Following the acquisition, NYU Langone Hospital—Brooklyn focused on five areas to achieve strategic integration:
- Clinical Leadership Integration
- Implemented a leadership governance structure more typical of academic systems to reinforce accountability and dedication to quality, while ensuring local autonomy to manage specific operational challenges.
- Replaced physician leaders with part-time hospital appointments with full-time, employed physicians.
- Established new service lines at NYU Langone Hospital—Brooklyn, including reconstructive breast surgery, spine surgery, robotic surgery, advanced endoscopy, and advanced bronchoscopy.
- Information Technology Transition
- Launched a comprehensive electronic health record (EHR) and cost-accounting system integrated through dashboards with real-time analytics of clinical and operational performance.

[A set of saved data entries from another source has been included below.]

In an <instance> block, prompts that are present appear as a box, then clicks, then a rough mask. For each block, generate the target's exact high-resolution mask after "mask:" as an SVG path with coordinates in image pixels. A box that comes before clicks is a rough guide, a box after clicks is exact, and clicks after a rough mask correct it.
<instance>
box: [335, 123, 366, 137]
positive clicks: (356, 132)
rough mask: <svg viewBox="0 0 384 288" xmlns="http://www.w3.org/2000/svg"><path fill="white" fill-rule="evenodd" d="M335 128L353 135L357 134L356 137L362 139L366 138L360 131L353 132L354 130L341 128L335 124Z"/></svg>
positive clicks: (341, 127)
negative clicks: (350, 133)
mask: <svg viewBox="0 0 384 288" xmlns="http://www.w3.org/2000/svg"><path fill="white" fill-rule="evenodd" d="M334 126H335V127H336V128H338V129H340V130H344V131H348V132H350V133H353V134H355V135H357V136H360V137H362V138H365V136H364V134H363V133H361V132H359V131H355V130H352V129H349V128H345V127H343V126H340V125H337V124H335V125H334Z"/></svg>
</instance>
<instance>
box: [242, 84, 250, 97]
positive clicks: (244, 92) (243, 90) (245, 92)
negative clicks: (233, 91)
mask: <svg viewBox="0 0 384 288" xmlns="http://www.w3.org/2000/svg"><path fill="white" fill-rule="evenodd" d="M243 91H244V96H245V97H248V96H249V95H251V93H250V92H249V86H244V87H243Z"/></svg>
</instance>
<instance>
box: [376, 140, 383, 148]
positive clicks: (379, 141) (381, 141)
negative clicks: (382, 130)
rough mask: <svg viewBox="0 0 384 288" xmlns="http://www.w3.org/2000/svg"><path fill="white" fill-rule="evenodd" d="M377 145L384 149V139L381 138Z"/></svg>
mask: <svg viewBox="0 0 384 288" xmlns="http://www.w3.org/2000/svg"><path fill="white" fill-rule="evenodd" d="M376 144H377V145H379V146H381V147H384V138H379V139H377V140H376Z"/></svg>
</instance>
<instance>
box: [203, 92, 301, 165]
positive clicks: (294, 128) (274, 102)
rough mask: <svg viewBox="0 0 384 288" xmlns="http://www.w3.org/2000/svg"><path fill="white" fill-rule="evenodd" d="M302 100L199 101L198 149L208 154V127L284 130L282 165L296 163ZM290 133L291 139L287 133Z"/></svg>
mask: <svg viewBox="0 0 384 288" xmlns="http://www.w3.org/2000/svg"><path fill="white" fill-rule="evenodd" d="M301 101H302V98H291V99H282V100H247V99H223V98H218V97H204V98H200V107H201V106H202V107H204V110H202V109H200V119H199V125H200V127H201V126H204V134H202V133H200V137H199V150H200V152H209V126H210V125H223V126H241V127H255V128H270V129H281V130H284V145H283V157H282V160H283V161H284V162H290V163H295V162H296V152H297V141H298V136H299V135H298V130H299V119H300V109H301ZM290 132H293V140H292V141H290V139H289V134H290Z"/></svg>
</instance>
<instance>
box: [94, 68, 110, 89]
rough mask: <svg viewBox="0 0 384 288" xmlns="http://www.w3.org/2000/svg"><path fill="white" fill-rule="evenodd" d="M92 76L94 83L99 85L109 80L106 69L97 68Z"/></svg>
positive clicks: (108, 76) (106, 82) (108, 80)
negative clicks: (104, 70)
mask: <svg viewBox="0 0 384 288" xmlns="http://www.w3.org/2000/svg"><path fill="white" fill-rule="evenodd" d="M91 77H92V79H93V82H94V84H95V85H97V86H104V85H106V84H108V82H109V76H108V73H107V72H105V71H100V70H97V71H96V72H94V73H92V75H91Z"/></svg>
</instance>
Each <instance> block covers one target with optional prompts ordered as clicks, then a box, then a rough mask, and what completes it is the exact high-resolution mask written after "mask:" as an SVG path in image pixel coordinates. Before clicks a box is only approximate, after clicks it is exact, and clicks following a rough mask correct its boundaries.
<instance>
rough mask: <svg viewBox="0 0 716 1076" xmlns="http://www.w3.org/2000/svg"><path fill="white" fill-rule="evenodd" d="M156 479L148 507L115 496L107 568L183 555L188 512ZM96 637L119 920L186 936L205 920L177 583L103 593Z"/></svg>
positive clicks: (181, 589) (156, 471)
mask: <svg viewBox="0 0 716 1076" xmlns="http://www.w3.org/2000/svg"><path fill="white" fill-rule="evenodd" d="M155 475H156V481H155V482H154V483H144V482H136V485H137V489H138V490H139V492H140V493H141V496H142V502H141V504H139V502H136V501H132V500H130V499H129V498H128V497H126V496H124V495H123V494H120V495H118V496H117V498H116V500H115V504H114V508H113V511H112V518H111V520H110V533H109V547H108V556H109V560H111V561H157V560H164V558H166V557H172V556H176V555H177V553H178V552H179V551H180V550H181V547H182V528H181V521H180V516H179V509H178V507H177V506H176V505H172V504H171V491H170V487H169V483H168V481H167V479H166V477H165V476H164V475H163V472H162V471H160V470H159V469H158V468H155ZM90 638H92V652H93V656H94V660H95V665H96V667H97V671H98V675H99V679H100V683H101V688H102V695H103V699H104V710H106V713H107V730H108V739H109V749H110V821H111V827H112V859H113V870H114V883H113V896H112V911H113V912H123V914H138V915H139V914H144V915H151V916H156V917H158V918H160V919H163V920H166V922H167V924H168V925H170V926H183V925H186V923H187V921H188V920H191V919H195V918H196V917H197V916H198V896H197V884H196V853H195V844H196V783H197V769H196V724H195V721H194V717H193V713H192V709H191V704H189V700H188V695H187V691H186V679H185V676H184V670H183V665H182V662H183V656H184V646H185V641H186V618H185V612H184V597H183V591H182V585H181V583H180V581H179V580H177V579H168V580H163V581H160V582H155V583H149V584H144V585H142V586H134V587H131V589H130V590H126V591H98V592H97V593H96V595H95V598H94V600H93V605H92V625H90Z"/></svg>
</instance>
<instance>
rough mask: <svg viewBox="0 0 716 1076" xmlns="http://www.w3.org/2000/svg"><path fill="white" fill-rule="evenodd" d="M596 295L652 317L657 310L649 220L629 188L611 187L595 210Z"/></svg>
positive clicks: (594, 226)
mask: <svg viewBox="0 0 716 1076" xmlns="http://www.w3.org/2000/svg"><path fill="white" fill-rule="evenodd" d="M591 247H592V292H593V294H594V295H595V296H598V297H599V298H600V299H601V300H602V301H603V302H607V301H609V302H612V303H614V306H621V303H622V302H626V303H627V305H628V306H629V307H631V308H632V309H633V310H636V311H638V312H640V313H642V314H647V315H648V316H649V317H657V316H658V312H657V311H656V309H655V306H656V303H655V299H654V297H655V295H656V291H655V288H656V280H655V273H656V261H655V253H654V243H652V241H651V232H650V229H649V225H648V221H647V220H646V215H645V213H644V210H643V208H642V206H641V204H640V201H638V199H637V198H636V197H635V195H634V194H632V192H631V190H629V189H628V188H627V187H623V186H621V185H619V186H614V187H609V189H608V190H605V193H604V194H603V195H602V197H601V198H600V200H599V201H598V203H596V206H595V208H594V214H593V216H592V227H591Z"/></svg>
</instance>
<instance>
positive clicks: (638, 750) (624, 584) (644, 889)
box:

- Local Ownership and Accountability of Quality Outcomes
- Instituted quality committees and occurrence review committees. Previously, these involved part-time, voluntary clinical leaders.

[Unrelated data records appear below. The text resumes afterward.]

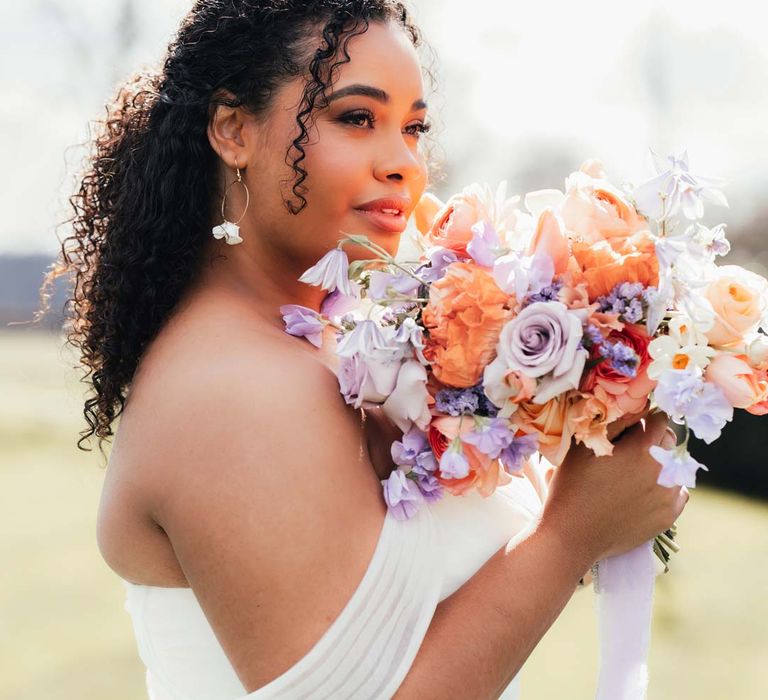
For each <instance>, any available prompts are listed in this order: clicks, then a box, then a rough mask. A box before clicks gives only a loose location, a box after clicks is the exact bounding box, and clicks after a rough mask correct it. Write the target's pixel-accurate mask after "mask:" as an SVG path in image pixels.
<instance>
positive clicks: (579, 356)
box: [486, 301, 589, 404]
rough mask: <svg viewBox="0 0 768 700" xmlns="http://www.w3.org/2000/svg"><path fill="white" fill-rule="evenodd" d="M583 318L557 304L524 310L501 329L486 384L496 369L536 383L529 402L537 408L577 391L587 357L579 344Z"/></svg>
mask: <svg viewBox="0 0 768 700" xmlns="http://www.w3.org/2000/svg"><path fill="white" fill-rule="evenodd" d="M584 314H585V310H583V309H581V310H578V309H577V310H570V309H568V307H567V306H566V305H565V304H563V303H562V302H559V301H537V302H534V303H533V304H530V305H528V306H526V307H525V308H524V309H523V310H522V311H521V312H520V313H519V314H518V315H517V316H516V317H515V318H513V319H512V320H511V321H509V322H508V323H506V324H505V326H504V327H503V328H502V329H501V333H500V335H499V342H498V344H497V346H496V358H495V359H494V360H493V362H492V363H491V364H490V365H488V367H487V368H486V373H487V377H486V380H487V381H488V380H490V379H491V378H492V377H495V376H496V375H497V374H499V373H498V371H496V372H494V370H498V369H503V370H505V371H508V370H511V371H516V372H520V373H521V374H523V375H525V376H527V377H531V378H533V379H539V383H538V387H537V389H536V392H535V394H534V398H533V401H534V403H539V404H542V403H546V402H547V401H549V400H550V399H552V398H554V397H555V396H557V395H558V394H561V393H563V392H565V391H567V390H568V389H575V388H576V387H578V385H579V381H580V379H581V374H582V372H583V371H584V364H585V362H586V360H587V356H588V354H589V353H588V352H587V351H586V350H585V349H584V348H583V347H582V346H581V342H580V341H581V338H582V336H583V327H582V318H583V316H584ZM503 374H504V373H502V375H503ZM492 389H493V387H491V390H492Z"/></svg>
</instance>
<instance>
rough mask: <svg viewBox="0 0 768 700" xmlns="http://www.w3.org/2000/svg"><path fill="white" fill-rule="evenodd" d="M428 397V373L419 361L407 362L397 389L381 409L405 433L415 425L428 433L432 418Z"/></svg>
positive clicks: (400, 370) (407, 360)
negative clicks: (427, 388) (427, 382)
mask: <svg viewBox="0 0 768 700" xmlns="http://www.w3.org/2000/svg"><path fill="white" fill-rule="evenodd" d="M428 397H429V392H428V391H427V371H426V370H425V369H424V367H423V366H422V364H421V363H420V362H418V361H417V360H407V361H406V362H403V364H402V365H400V371H399V373H398V375H397V383H396V384H395V388H394V390H393V391H392V393H391V394H390V395H389V397H388V398H387V400H386V401H384V403H383V404H382V406H381V408H382V410H383V411H384V413H385V414H386V415H387V416H388V417H389V419H390V420H391V421H392V422H393V423H395V425H397V427H398V428H400V430H402V431H403V433H407V432H408V431H409V430H410V429H411V428H412V427H413V424H414V423H415V424H416V426H417V427H418V428H419V429H420V430H424V431H426V430H428V429H429V421H430V420H431V418H432V414H431V413H430V412H429V404H428V403H427V399H428Z"/></svg>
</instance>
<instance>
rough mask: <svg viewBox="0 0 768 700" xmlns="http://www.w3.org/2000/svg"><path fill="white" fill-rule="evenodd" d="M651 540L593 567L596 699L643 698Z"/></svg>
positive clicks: (654, 576) (654, 555)
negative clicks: (594, 596)
mask: <svg viewBox="0 0 768 700" xmlns="http://www.w3.org/2000/svg"><path fill="white" fill-rule="evenodd" d="M654 557H655V554H654V553H653V540H651V541H649V542H646V543H645V544H643V545H640V546H639V547H637V548H635V549H633V550H630V551H629V552H625V553H624V554H619V555H617V556H615V557H608V558H607V559H603V560H601V561H599V562H598V564H597V576H595V578H594V589H595V592H596V594H597V597H596V606H597V617H598V628H599V636H600V673H599V676H598V681H597V694H596V696H595V697H596V700H645V697H646V692H647V689H648V648H649V646H650V640H651V618H652V612H653V588H654V583H655V578H656V574H657V571H656V567H655V565H654Z"/></svg>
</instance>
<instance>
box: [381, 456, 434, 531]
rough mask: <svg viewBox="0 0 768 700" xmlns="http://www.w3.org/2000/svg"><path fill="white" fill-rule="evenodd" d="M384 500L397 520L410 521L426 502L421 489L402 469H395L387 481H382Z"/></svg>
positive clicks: (415, 482)
mask: <svg viewBox="0 0 768 700" xmlns="http://www.w3.org/2000/svg"><path fill="white" fill-rule="evenodd" d="M381 485H382V486H383V487H384V500H385V501H386V503H387V508H388V510H389V511H390V512H391V513H392V515H393V516H394V517H395V518H396V519H397V520H408V518H410V517H412V516H413V515H414V514H415V513H416V512H417V511H418V510H419V507H420V506H421V504H422V502H423V501H424V496H422V493H421V489H419V487H418V485H417V484H416V482H415V481H413V479H409V478H408V477H407V476H406V475H405V473H404V472H402V471H401V470H400V469H395V470H394V471H393V472H392V473H391V474H390V475H389V477H388V478H387V479H382V481H381Z"/></svg>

- Set post-merger meetings with employed, full-time clinical leadership that reviewed a broader number of cases and reinforced accountability.
- System-level goals with real-time, actionable analytics, through combined dashboards.

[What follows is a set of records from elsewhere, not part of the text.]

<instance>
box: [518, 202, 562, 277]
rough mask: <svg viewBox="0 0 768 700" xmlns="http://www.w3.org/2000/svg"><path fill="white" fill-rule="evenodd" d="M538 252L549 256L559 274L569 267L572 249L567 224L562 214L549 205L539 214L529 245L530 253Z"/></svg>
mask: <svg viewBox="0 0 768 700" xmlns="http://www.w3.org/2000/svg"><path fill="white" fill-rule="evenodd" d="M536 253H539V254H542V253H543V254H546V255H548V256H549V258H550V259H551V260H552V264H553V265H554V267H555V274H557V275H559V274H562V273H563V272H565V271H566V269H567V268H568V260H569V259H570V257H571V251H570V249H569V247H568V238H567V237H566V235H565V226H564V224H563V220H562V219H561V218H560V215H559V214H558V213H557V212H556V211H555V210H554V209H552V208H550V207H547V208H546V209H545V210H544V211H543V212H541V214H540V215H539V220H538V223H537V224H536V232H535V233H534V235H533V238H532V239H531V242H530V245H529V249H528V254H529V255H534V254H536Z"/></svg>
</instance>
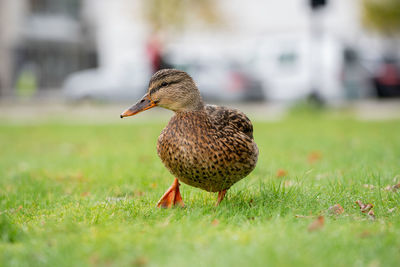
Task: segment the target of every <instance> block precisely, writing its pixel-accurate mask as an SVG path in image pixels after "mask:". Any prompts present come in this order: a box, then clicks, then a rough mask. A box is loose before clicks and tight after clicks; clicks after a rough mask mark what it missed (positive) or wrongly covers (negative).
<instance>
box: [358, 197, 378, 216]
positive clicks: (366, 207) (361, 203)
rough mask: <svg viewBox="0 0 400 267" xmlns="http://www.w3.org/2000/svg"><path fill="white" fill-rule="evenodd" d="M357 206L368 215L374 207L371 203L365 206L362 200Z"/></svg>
mask: <svg viewBox="0 0 400 267" xmlns="http://www.w3.org/2000/svg"><path fill="white" fill-rule="evenodd" d="M356 204H357V205H358V206H359V207H360V210H361V212H362V213H367V212H368V211H370V209H372V208H373V207H374V205H372V204H371V203H368V204H364V203H362V202H361V201H360V200H357V201H356Z"/></svg>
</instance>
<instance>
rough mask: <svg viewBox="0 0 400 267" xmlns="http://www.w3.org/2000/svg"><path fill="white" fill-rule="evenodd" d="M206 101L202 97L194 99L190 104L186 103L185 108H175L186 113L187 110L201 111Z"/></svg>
mask: <svg viewBox="0 0 400 267" xmlns="http://www.w3.org/2000/svg"><path fill="white" fill-rule="evenodd" d="M204 106H205V105H204V102H203V100H202V99H201V98H199V99H197V100H196V101H193V103H190V104H189V105H186V106H185V107H184V108H180V109H177V110H174V111H175V113H177V114H178V113H185V112H196V111H198V112H201V111H204Z"/></svg>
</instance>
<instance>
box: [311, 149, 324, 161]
mask: <svg viewBox="0 0 400 267" xmlns="http://www.w3.org/2000/svg"><path fill="white" fill-rule="evenodd" d="M321 158H322V154H321V152H319V151H312V152H311V153H310V154H309V155H308V162H309V163H314V162H316V161H318V160H320V159H321Z"/></svg>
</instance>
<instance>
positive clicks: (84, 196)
mask: <svg viewBox="0 0 400 267" xmlns="http://www.w3.org/2000/svg"><path fill="white" fill-rule="evenodd" d="M89 195H90V192H82V193H81V197H87V196H89Z"/></svg>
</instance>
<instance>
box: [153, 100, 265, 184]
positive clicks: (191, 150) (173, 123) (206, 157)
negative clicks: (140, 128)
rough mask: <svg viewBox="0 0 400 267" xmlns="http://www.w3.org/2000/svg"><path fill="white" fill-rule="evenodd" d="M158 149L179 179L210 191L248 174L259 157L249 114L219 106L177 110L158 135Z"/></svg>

- Monitored mortality rates in near real time, identifying opportunities for closer leadership review.
- Value-Based, Analytic-Driven Interventions
- Projects were supported by information technology, including EHR embedded decision support such as guideline-based blood transfusions.
- Additional projects targeted improvement opportunities such as Hospital Acquired Conditions. (HACS)
"By focusing on improving quality, this merger led to an impressive shift in quality and safety metrics, most notably a significantly lower mortality rate," says senior author, Bret Rudy, MD, senior vice president and chief of hospital operations at NYU Langone--Brooklyn. "Importantly, our results differ from the existing literature that has shown hospital consolidations have generally failed to improve quality."
How the Study Was Conducted
The research team used data taken from 122,348 patients in the pre-merger (September 1, 2010, to August 31, 2016) and 58,904 patients in the post-merger (September 1, 2016 to August 31, 2019) periods. The patients had an average age of 55 years, and more than 60 percent of those patients were female. The payor mix was largely governmental, and the admissions were more than 65 percent emergencies. Medicare and Medicaid accounted for 80% of insurance coverage.
The primary outcome metric was in-hospital mortality; secondary outcome metrics were in-hospital readmissions; hospital acquired conditions (HACS), i.e., catheter-associated urinary tract infections (CAUTIs) and central line-associated bloodstream infections (CLABSIs); and patient experience scores measured through Hospital Consumer Assessment of Healthcare, Providers, and Systems (HCHAPS) surveys. The researchers utilized two approaches to analyze pre- and post-merger outcomes: interrupted time series (ITS); and statistical process control.
One study limitation is that while past research focused on the aggregate effect of mergers on quality, this study focused on only a single hospital. NYU Langone Health recently acquired another academic, community-based hospital, which may afford an opportunity to determine if these findings are replicable. Another limitation was that the study interventions were bundles, such that the researchers could not determine which components of the approach (EHR) or integrated clinical operations) had the greatest impact on the improvements observed after the merger.
In addition to Drs. Rudy and Wang, the study's other authors (all from NYU Langone Health) are Sonia Arnold, MBA; Simon Jones, PhD; Yan Zhang, MPH; Frank Volpicelli, MD; Joseph Weisstuch, MD; and Leora Horwitz, MD.